It pains me that people really think that I think I'm the greatest Australian artist of all time, that I'm that arrogant. That's not what my friends would say, that's not what they know about who I am. That's part of what happens when you try on different personas. I'm sure Marilyn Manson still has people who think he's a Satan worshipper. Part of what happens when you play with personas is that there are consequences. So it's not that I would do it differently, or that I'd tell myself not to say those things, but perhaps I would just impart to myself that the decisions you make about the way you present yourself... they linger for a long time. That becomes your story!
Yeah. You never know, do you, because when you came out and said you were the greatest Australian songwriter of all time, or whatever you said... as much as that might have put some people off, you probably made fans through that boldness. And it shapes the story of the later part of your career, so when Awake Is The New Sleep came out, people could say, 'oh, he once said this but he's so different now'...
Exactly! That's exactly what I'm saying, Rohan. It's so... how could I change anything? It's all been a very big learning experience. You know, if I really was still focussed on, 'how do I get the most people to like me?', I'd say that was a mistake. But I'm even less like that now. The thing I'm most proud of in my career is that I've always followed, very passionately, what I'm interested in and what was driving me at that time. So I still feel very aligned, not necessarily with the statements I made when I was in my early 20s, but the energy behind it of trying to do something 100 percent and trying to find out what lies on the other side of that gate. I still totally relate to that.
When your last album was out, you said it was about revealing your lack of confidence to people. You don't strike me as an unconfident guy. In a roundabout way, did coming out and admitting you lacked confidence make you more... confident?
Yeah, I mean, I'm not sure I lacked confidence, but vulnerability? Not knowing the answers? That, for sure, is what that last record was about. And yeah, it's powerful. Often as artists get older... you know, in their 20s they know everything, and all their music is, 'YEAH! We are gonna do this!' And then as you get older you deal with questions about mortality and life, you know, interdependence... young people often think older artists' music is boring, that they lose their edge. But maybe it just doesn't apply to young people at that time in their life when an artist is writing about being a 40-year-old, a 50-year-old, a 60-year-old... that's for other 40, 50 and 60-year-olds to hear that and understand what they're talking about, you know?

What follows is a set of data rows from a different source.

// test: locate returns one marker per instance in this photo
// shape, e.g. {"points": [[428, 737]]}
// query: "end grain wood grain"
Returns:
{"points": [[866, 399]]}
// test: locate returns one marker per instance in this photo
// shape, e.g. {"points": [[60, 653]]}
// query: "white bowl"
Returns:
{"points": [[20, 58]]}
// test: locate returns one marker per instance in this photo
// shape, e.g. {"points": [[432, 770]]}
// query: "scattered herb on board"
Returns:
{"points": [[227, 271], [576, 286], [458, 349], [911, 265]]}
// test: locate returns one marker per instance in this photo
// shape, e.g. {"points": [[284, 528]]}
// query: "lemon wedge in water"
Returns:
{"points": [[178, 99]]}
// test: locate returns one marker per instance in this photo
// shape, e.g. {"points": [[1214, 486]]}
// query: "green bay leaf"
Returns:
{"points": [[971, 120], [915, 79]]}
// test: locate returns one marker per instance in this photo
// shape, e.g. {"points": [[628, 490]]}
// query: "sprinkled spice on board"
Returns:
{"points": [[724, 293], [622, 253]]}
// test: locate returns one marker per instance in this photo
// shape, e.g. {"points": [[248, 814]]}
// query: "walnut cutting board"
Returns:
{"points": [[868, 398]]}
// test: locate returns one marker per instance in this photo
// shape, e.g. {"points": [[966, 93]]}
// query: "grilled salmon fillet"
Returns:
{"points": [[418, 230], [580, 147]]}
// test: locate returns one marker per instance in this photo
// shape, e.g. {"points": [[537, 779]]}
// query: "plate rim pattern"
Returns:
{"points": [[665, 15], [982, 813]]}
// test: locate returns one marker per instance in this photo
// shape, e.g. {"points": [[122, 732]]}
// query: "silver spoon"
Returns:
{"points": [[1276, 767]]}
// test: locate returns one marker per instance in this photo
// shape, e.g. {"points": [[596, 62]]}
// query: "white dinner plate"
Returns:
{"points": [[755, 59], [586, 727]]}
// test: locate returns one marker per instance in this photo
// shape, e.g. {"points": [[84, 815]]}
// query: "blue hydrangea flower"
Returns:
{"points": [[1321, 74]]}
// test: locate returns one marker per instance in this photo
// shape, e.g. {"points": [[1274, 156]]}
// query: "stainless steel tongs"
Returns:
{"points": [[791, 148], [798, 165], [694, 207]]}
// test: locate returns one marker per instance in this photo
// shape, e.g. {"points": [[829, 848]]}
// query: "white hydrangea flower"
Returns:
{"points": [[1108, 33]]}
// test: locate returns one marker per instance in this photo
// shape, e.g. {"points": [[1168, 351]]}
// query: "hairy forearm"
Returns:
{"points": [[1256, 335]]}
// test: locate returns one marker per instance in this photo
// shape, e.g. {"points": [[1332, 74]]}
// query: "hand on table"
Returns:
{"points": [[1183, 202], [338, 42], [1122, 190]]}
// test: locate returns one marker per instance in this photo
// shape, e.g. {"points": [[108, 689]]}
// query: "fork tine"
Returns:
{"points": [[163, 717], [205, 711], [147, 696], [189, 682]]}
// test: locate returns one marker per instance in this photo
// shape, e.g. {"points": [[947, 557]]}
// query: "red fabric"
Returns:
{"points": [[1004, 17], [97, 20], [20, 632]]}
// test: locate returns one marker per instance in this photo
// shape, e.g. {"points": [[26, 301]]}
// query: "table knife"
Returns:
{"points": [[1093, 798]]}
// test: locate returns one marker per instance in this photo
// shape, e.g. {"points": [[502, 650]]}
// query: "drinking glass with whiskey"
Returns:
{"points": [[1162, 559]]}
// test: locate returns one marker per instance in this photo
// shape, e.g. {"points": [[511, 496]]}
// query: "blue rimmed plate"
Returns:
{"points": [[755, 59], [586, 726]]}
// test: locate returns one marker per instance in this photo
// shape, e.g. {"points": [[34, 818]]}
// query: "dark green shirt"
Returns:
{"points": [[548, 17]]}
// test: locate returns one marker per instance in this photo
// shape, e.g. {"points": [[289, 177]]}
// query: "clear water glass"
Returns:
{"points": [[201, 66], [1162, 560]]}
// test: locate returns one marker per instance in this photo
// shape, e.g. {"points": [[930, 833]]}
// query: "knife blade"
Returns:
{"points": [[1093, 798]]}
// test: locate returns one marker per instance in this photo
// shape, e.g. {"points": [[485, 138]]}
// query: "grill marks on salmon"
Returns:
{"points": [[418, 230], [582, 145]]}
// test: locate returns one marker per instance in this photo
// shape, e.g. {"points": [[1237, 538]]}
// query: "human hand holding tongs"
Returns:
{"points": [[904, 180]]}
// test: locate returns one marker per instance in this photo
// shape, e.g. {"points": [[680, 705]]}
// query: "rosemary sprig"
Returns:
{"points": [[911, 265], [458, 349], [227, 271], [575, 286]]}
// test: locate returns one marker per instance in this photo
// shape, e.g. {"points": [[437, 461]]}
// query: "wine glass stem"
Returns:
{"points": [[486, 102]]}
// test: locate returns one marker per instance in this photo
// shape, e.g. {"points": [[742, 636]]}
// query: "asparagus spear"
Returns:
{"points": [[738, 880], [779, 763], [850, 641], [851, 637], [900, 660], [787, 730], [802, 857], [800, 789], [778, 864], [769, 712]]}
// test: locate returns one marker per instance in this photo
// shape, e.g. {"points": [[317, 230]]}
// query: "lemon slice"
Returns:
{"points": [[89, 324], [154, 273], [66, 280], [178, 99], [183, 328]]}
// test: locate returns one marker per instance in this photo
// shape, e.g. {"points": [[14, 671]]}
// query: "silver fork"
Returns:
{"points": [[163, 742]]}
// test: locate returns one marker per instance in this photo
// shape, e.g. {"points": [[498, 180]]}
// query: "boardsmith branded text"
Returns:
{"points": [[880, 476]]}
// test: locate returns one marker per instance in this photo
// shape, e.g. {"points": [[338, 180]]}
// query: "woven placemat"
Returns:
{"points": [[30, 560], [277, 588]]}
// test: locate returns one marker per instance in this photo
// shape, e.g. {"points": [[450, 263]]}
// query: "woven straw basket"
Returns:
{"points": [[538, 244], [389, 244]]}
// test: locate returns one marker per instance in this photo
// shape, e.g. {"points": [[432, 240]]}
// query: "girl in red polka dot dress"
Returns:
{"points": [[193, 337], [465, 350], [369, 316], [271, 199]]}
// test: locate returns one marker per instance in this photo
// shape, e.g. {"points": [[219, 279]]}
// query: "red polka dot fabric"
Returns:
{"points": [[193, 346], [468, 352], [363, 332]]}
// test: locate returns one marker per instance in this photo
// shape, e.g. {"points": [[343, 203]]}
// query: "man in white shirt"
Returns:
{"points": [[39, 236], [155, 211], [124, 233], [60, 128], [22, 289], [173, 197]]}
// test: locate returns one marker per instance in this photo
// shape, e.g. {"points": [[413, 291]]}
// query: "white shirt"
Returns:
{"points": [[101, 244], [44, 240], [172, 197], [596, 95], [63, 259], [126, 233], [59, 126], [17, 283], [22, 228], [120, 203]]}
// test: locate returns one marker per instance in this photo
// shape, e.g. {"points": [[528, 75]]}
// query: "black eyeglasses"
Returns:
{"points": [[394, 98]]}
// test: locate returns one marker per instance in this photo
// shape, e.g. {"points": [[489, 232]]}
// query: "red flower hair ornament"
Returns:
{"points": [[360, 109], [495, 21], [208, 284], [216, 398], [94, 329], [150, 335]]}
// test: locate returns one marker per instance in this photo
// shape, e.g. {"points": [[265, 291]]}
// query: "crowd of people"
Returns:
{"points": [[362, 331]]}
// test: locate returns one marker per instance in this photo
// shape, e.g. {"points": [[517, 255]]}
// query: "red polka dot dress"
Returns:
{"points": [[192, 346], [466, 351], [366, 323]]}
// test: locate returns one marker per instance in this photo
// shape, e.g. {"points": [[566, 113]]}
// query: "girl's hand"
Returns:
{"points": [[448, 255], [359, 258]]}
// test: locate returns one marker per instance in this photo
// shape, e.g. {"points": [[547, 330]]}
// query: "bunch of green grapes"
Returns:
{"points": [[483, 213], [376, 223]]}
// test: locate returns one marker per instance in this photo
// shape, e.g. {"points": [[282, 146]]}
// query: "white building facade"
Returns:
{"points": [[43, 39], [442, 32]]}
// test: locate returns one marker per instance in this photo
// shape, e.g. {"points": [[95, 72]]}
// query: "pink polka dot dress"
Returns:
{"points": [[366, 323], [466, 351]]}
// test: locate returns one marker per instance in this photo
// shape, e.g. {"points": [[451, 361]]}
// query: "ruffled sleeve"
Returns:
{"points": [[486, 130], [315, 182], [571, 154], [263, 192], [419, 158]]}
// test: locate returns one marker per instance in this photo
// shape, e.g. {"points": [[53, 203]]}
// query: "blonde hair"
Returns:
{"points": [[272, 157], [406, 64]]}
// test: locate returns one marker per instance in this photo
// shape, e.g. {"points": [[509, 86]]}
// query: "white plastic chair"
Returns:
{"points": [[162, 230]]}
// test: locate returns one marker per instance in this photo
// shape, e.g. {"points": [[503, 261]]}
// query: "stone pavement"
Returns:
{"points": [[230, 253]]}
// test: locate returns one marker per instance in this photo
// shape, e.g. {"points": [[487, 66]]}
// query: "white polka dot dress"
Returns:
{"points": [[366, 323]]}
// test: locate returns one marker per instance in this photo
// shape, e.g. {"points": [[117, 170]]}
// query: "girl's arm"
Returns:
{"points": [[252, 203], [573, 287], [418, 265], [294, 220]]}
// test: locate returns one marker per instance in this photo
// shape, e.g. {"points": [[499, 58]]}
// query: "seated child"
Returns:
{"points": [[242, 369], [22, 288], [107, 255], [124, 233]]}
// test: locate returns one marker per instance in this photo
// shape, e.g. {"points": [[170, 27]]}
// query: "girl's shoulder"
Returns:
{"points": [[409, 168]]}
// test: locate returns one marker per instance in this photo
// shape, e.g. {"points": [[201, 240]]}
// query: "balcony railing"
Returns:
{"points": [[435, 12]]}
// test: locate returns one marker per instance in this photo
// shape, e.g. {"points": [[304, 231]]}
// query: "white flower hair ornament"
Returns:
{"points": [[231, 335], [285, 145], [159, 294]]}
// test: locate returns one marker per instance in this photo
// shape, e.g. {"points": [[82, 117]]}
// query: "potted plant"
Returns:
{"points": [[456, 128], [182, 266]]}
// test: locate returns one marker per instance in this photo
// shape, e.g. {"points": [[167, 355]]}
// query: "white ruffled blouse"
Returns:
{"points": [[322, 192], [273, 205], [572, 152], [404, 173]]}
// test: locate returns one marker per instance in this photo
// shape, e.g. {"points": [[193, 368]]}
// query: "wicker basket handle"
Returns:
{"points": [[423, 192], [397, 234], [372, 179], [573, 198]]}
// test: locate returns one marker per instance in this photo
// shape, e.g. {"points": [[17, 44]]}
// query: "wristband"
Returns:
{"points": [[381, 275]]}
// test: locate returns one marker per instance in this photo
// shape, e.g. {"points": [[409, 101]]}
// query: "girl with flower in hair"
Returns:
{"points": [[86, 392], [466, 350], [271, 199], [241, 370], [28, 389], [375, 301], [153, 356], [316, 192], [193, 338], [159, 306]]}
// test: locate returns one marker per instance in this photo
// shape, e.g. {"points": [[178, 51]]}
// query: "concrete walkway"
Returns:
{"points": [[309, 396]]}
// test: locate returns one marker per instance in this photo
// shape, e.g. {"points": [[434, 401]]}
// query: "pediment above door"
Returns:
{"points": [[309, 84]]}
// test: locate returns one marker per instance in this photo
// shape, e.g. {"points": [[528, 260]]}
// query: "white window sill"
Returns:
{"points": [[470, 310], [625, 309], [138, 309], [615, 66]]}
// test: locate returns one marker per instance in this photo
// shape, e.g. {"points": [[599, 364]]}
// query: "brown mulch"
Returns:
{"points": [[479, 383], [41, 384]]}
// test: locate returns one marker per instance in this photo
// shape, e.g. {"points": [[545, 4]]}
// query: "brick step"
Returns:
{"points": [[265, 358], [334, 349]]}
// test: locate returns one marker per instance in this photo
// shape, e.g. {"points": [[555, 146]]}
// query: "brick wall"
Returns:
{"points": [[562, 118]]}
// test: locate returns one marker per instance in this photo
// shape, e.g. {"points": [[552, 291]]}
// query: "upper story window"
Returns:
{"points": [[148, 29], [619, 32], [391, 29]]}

So yeah, I just think increasing vulnerability and openness and not having the answer... I think that has been, interestingly, a refreshing persona for me to allow myself to write from and integrate into who I am.
Given the life you've been able to lead, and the lessons you've been able to learn, through a career in music... if your daughter came to you and said she wanted to be a musician, she wanted to have that career, would you be happy for her? Or would you think, 'no, go do something else'?
Look, I wouldn't have any issue with it as a career, it's about how someone does it. I would be concerned if she bought into this whole Disney thing of becoming Demi Lovato, this world where everyone has to be a reality star... I would be disturbed, probably. Well, not disturbed, but I would be concerned if she bought into that sort of propaganda. But that's not to say she wouldn't find her way out the other side of it. The actual act of making music, of making art, I still 100 percent believe in that as a powerful shifter of consciousness for the individual and society. I would have nothing but support for her if she wanted to do that.
Cool. On a 'macro' level, what do you think the biggest challenge is that the industry faces? Obviously people at BIGSOUND are going to be talking about all sorts of industry-wide issues. What's the big one?
Look, I think the biggest challenge that presents itself to any industry is allowing the story to change. For instance, with the music industry, the story was that we grow artists to become massive businesses on their own and to cater to everybody at once. That was the idea. That was the idea of U2 and Madonna. I think what's happening, in general, with people questioning that capitalist mindframe of 'growth, growth, growth!', 'bigger, bigger, bigger!', 'better, better, better!'... watching bands like the Arcade Fire, who seemed to get really big by not trying to get bigger, by just doing their thing... I guess we're moving into a different story.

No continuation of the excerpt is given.